[Bug] Wrong handling of `orWhere` in emulator

[acharseth]

Environment:

• LDAP Server Type: Development: Built in emulator. Test and prod: ActiveDirectory
• PHP Version: 8.1

Describe the bug:
I wanted a scope requiring to be member of one or more groups.
I therefore created a scope with an initial where for one group and two more orWhere for 2 other groups. Something like this:

$builder->where('memberof', '=', 'cn=Group1');
$builder->orWhere('memberof', '=', 'cn=Group2');
$builder->orWhere('memberof', '=', 'cn=Group3');

With experience from SQL this makes sense but does not in LDAP.
This creates the following LDAP filter (as decoded from the log):

(&...
(memberof=CN=Group1)
(|(memberof=CN=Group2)(memberof=CN=Group3)))

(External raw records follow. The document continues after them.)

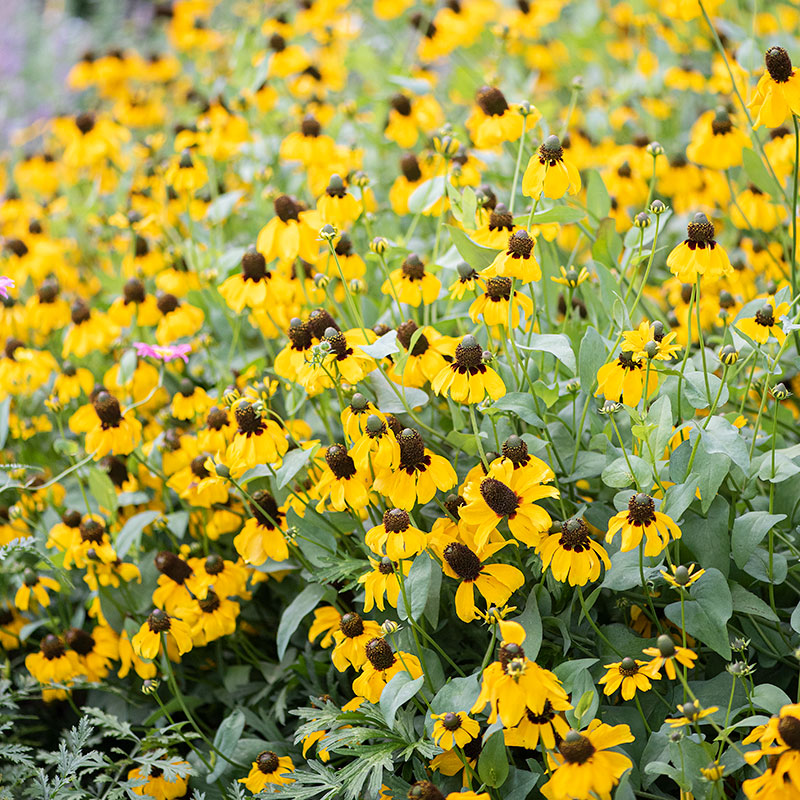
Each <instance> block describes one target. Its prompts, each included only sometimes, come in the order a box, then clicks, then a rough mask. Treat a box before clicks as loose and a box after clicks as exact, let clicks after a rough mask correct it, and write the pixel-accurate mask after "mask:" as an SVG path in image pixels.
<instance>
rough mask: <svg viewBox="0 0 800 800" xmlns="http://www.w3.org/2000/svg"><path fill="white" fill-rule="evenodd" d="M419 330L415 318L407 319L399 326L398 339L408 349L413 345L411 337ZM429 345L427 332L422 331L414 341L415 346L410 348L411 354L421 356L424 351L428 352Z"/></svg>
mask: <svg viewBox="0 0 800 800" xmlns="http://www.w3.org/2000/svg"><path fill="white" fill-rule="evenodd" d="M418 330H419V328H418V327H417V323H416V322H414V321H413V320H407V321H406V322H403V323H401V324H400V325H398V326H397V340H398V341H399V342H400V344H402V345H403V347H405V349H406V350H408V349H409V348H410V347H411V339H412V338H413V336H414V334H415V333H416V332H417V331H418ZM428 347H429V344H428V340H427V339H426V338H425V334H424V333H421V334H420V335H419V336H418V337H417V340H416V341H415V342H414V347H413V348H412V349H411V350H410V352H411V355H412V356H421V355H422V354H423V353H425V352H427V350H428Z"/></svg>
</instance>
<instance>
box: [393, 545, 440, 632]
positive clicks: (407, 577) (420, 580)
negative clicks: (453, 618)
mask: <svg viewBox="0 0 800 800" xmlns="http://www.w3.org/2000/svg"><path fill="white" fill-rule="evenodd" d="M441 576H442V571H441V569H439V567H438V566H437V565H436V563H435V562H434V561H433V559H432V558H431V557H430V556H429V555H428V553H427V552H423V553H420V554H419V555H418V556H417V557H416V558H415V559H414V563H413V564H412V565H411V569H409V571H408V577H407V578H406V597H408V601H409V606H410V607H411V616H412V617H413V618H414V619H415V620H419V619H420V618H421V617H422V615H423V612H425V610H426V608H429V606H432V605H433V604H434V603H435V604H436V606H437V608H438V605H439V591H440V588H441V584H442V577H441ZM397 614H398V616H399V617H400V619H408V616H407V613H406V608H405V604H404V603H403V600H402V597H401V598H400V602H399V603H398V604H397Z"/></svg>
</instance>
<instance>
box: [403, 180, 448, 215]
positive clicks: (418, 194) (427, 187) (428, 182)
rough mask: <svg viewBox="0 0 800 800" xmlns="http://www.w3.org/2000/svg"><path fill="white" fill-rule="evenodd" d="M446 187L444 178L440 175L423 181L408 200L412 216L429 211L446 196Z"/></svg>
mask: <svg viewBox="0 0 800 800" xmlns="http://www.w3.org/2000/svg"><path fill="white" fill-rule="evenodd" d="M446 185H447V183H446V181H445V180H444V178H442V177H441V176H439V175H437V176H436V177H435V178H428V180H427V181H423V182H422V183H421V184H420V185H419V186H417V188H416V189H414V191H413V192H411V196H410V197H409V198H408V210H409V211H410V212H411V213H412V214H420V213H422V212H423V211H427V210H428V209H429V208H430V207H431V206H432V205H434V203H436V201H437V200H439V199H440V198H441V197H442V196H443V195H444V192H445V187H446Z"/></svg>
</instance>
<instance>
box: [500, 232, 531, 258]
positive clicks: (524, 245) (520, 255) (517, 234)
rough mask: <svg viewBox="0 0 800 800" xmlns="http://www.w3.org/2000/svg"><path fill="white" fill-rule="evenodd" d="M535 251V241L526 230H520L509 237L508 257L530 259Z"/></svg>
mask: <svg viewBox="0 0 800 800" xmlns="http://www.w3.org/2000/svg"><path fill="white" fill-rule="evenodd" d="M532 251H533V239H532V238H531V237H530V236H529V235H528V232H527V231H525V230H519V231H516V232H515V233H512V234H511V236H509V237H508V248H507V250H506V255H509V256H511V257H512V258H530V256H531V252H532Z"/></svg>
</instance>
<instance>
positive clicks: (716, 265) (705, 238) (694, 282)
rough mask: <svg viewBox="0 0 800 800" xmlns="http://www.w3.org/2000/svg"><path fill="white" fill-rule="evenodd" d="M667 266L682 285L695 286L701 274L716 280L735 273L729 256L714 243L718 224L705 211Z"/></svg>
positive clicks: (687, 234) (691, 228)
mask: <svg viewBox="0 0 800 800" xmlns="http://www.w3.org/2000/svg"><path fill="white" fill-rule="evenodd" d="M667 266H668V267H669V269H670V272H672V274H673V275H675V276H676V277H677V278H678V280H679V281H681V283H695V282H696V281H697V279H698V277H700V276H701V275H702V276H704V277H705V278H708V279H711V280H714V279H718V278H722V277H724V276H725V275H728V274H730V272H732V270H733V267H732V266H731V262H730V260H729V259H728V254H727V253H726V252H725V251H724V250H723V249H722V247H720V246H719V245H718V244H717V243H716V241H714V225H713V224H712V223H711V222H709V219H708V217H707V216H706V215H705V214H703V213H702V212H700V213H697V214H695V215H694V219H693V220H692V221H691V222H690V223H689V225H688V226H687V238H686V239H685V240H684V241H683V242H681V244H679V245H678V246H677V247H675V248H674V249H673V250H672V251H671V252H670V254H669V255H668V256H667Z"/></svg>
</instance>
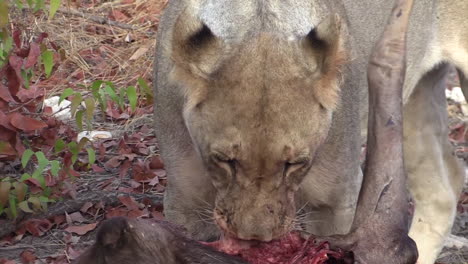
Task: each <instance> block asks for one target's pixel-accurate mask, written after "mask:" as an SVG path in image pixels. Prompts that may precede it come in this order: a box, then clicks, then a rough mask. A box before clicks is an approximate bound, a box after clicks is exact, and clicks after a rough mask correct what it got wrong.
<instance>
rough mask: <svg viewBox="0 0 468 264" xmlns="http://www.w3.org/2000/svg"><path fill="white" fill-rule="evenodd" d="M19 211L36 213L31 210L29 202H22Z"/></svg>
mask: <svg viewBox="0 0 468 264" xmlns="http://www.w3.org/2000/svg"><path fill="white" fill-rule="evenodd" d="M18 207H19V209H21V211H23V212H25V213H33V212H34V211H33V210H31V208H29V204H28V201H22V202H20V203H19V204H18Z"/></svg>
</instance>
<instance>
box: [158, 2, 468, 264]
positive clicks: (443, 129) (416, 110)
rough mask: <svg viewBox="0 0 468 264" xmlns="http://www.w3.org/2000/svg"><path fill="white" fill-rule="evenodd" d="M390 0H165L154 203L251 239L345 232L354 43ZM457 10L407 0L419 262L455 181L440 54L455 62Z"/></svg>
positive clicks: (353, 130)
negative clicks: (160, 194)
mask: <svg viewBox="0 0 468 264" xmlns="http://www.w3.org/2000/svg"><path fill="white" fill-rule="evenodd" d="M391 2H392V1H386V0H363V1H362V3H361V2H359V3H356V2H355V1H351V0H343V1H322V0H310V1H309V0H297V1H293V0H281V1H280V0H242V1H228V0H217V1H214V0H190V1H189V0H173V1H172V2H170V4H169V7H168V10H167V12H166V13H165V15H164V17H163V20H162V21H161V25H160V31H159V33H158V47H157V59H156V62H157V63H156V66H155V67H156V81H157V82H156V89H155V94H156V96H155V98H156V108H155V119H156V132H157V136H158V139H159V140H160V147H161V152H162V155H163V158H164V160H165V163H166V166H167V171H168V174H169V185H168V188H167V191H166V195H165V213H166V217H167V218H168V219H169V220H171V221H174V222H176V223H178V224H181V225H184V226H185V227H186V228H187V229H188V231H189V232H190V234H191V235H192V236H193V237H195V238H197V239H210V238H214V237H216V236H218V235H219V228H221V229H222V230H223V231H224V233H225V234H227V235H230V236H236V237H239V238H243V239H259V240H271V239H272V238H275V237H278V236H279V235H281V234H283V233H285V232H287V231H289V230H290V229H291V228H305V229H306V230H307V231H309V232H311V233H314V234H317V235H328V234H333V233H345V232H347V231H348V229H349V227H350V223H351V221H352V217H353V213H354V208H355V205H356V201H357V196H358V191H359V186H360V182H361V179H362V174H361V173H360V170H359V158H358V157H359V150H360V141H359V116H360V114H359V110H360V109H361V112H362V114H361V116H366V112H367V109H366V87H367V86H366V77H365V68H366V64H367V57H368V54H369V53H370V50H371V48H372V45H373V41H374V40H375V39H376V38H377V37H378V36H379V35H380V33H381V26H382V25H383V23H384V21H385V18H386V16H387V14H388V11H389V10H388V8H390V5H391ZM467 11H468V1H466V0H462V1H436V0H418V1H416V3H415V11H414V12H413V13H414V15H413V17H412V21H411V24H410V32H409V35H408V36H409V40H408V72H407V74H406V76H407V77H406V80H405V87H404V98H405V102H406V110H405V117H404V118H405V159H406V167H407V170H408V176H409V188H410V191H411V193H412V195H413V197H414V199H415V202H416V211H415V220H414V221H413V224H412V229H411V232H410V235H411V236H412V237H413V238H414V239H415V240H416V242H417V244H418V246H419V248H420V256H421V257H420V260H419V262H420V263H422V264H430V263H433V262H434V260H435V257H436V256H437V253H438V252H439V250H440V248H441V246H442V243H443V239H444V237H445V236H446V235H447V234H448V232H449V230H450V227H451V224H450V223H451V222H452V221H453V218H454V213H455V206H456V204H455V201H456V197H457V195H458V193H459V191H460V188H461V187H460V186H461V184H462V178H463V177H462V175H463V172H462V170H461V166H460V165H459V162H458V161H457V159H456V158H455V157H454V156H453V155H452V154H451V153H452V151H451V146H450V144H449V143H448V141H447V133H448V132H447V128H446V125H447V122H446V117H445V115H446V113H445V109H444V98H443V92H441V91H443V85H444V80H445V71H444V69H445V67H446V65H445V64H446V63H453V64H455V65H456V66H457V68H458V69H459V70H460V71H461V72H462V73H464V74H465V75H466V74H468V59H466V60H465V58H467V57H468V43H467V41H466V40H468V33H467V32H468V31H466V30H465V29H466V26H462V25H464V24H466V23H467V22H466V19H465V18H464V16H461V15H460V14H461V13H463V12H465V14H466V13H467ZM240 21H242V23H241V22H240ZM311 29H314V30H313V31H311ZM441 64H442V65H441ZM437 65H439V68H436V66H437ZM426 74H427V75H426ZM431 76H432V77H431ZM467 90H468V88H467ZM360 97H361V99H360ZM213 215H214V216H213Z"/></svg>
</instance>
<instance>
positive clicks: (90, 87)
mask: <svg viewBox="0 0 468 264" xmlns="http://www.w3.org/2000/svg"><path fill="white" fill-rule="evenodd" d="M102 83H103V81H101V80H97V81H94V82H93V84H91V86H90V88H91V92H92V93H93V95H94V96H95V97H96V96H97V94H95V93H98V91H99V89H100V88H101V85H102Z"/></svg>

This means that you have to be member of both Group1 and (Group2 or Groups 3), which is not what I intended. Still using the built in LDAP emulator I could be member of eg. Group3 only and still get included. In the test environment, however, I did not get included. The correct implementation for the scope is to use orWhere on all 3 groups like this:

$builder->orWhere('memberof', '=', 'cn=Group1');
$builder->orWhere('memberof', '=', 'cn=Group2');
$builder->orWhere('memberof', '=', 'cn=Group3');

This will create a correct LDAP-filter:

(&...
(|(memberof=CN=Group1)(memberof=CN=Group2)(memberof=CN=Group3)))

To my understanding ActiveDirectoy has a correct implementation of the filter and the built in emulator does not.
Agree?

[stevebauman]

Thanks @acharseth, apologies for the long reply here. Yes I agree, the emulator is the one not working properly. The query builder is working as expected. I'm able to reproduce this locally. Working on a patch -- haven't found a solution yet. Will report here once I do 👍

[sakihl]

Hi @stevebauman, I have the same problem with orWhereContains.

I have a query

$searchQuery = 'aaa';

$results = User::orWhereContains('samaccountname', $searchQuery)
	->orWhereContains('givenname', $searchQuery)
	->get();

If I use ->getUnescapedQuery() I can confirm it builds the correct filter

(&(objectclass=top)(objectclass=person)(objectclass=organizationalperson)(objectclass=user)(!(objectclass=computer))(|(samaccountname=*aaa*)(givenname=*aaa*)))

The equivalent query (a bit more complex in my application) seems to work querying the real AD directory but not in the emulator, making it difficult to test.

I am hoping your patch when it comes will handle orWhereContains as well as orWhere.

[stevebauman]

Apologies for the delay here, I think this show now be resolved in release v3.3.3 from PR #665. Can you composer update and try again?

[stevebauman]

Scratch that, that was resolving a different issue. Will look at this this week 👍

[stevebauman]

I've discovered the issue of this, and it's due to how and when global scopes are applied (in the ActiveDirectory\User model case, the $objectClasses of the user, and the rejection of the computer objectclass).

Though as a workaround, I've discovered you can resolve this by nesting the orWhere's inside of an andFilter, which would yield the same LDAP results, and also work with the emulator which creates appropriate SQL query under the hood:

$query->andFilter(function ($query) {
    $query->orWhere('memberof', '=', 'cn=Group1');
    $query->orWhere('memberof', '=', 'cn=Group2');
    $query->orWhere('memberof', '=', 'cn=Group3');
});

This is still a bug though, but I know why and where it's happening so I'll keep you updated here 👍

[dereknutile]

@stevebauman, it could be unrelated, but this Laravel issue titled "[11.28.0] ->orWhere() behaviour changed with array input" could be of interest: laravel/framework#53184.